Friday, May 6, 2011

E-Ink Readers going cheap due to imminent Amazon Tablet launch

Though 6 million ereaders were sold in 2010, experts predict it is all downhill from here for these devices, which will be edged out by the growing number of increasingly affordable tablets on the market.  By 2015, twice as many people will own tablets as do ereaders


Amazon has rocked the e-reader market with news leaking of up to 800,000 Android tablets being prepared for a U.S. Spring launch, showing that Amazon is switching priorities from e-ink to tablet e-readers. It can be no coincidence that Apple Tablet sales now exceed Amazon Kindle Sales.


Coincidentally the Kobo reader is being discounted in the U.S. and in Australia, no doubt due to the lowering of the Kindle price to US114 (with a line of advertising). The Kobo is being advertised at $99 at Best Buy in the USA. 


And last month, Barnes & Noble released an update to the Nook Color that pushed it more in the direction of tablets, adding its own app store with games such as Angry Birds, a native email app and a Nook Friends social network.


Why Tablets instead of e-ink? 
1. The Amazon effect...
Forrester analyst Sarah Rotman Epps made a compelling case last March for an Amazon tablet. She cited research showing... 
  • more consumers would consider buying a tablet from Amazon (24%) than Motorola (18%). 
  • Amazon could take advantage of the fact that Apple has alienated publishers with its stringent rules regarding ebooks.
  • Amazon might be able to sell the device for below cost in the hopes of making it up by selling content, as it does with the Kindle, giving the device price parity or perhaps an advantage over iPad 2 pricing."
2. More Appealing ebooks
 Since Al Gore teamed up with former Apple employees at Push Pop Press to "change the way we read books”, we  can expect...
"...high quality photography with interactive graphics and animations. The Push Pop Press publishing platform opens doors to telling a story with more photos, more videos and interactions,” Matas told Wired magazine.
"Book apps created using the platform can take full advantage of all the features of the iPad, iPhone and iPod touch, including touchscreen gestures, the microphone and the array of sensors."
So to read this new high technology ebook we need a tablet, not an ebook ereader.
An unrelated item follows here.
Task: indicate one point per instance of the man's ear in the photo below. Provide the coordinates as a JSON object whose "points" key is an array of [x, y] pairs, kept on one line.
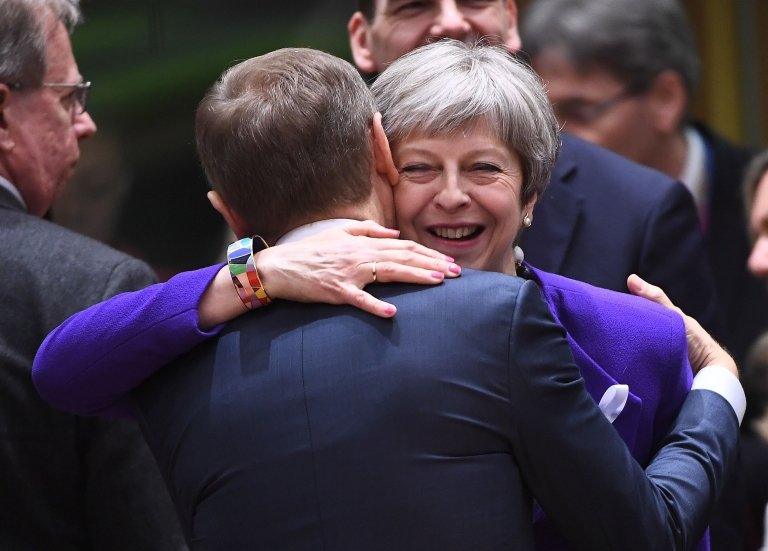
{"points": [[6, 140], [668, 101], [233, 219], [382, 154], [513, 42], [359, 43]]}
Tablet-enabled ebooks look exciting and very 'gee whiz'. 
"Tablets are far more powerful machines that not only offer the Kindle and Nook experience through apps, but include a wide range of other features within a similarly portable device."
“It’s between [ereaders] and tablet PCs, led by the advancing charge of the iPad.
"It’s a fight that ereaders will not win,” said a report from Forrester. “The reason is simple: Tablet PCs like the iPad are a new computing form factor -- a portable, comfortable, personal media and information device with the power to run whatever app developers can and will throw at it.” 
Fun and good old entertainment power the rush to tablets and away from e-ink readers.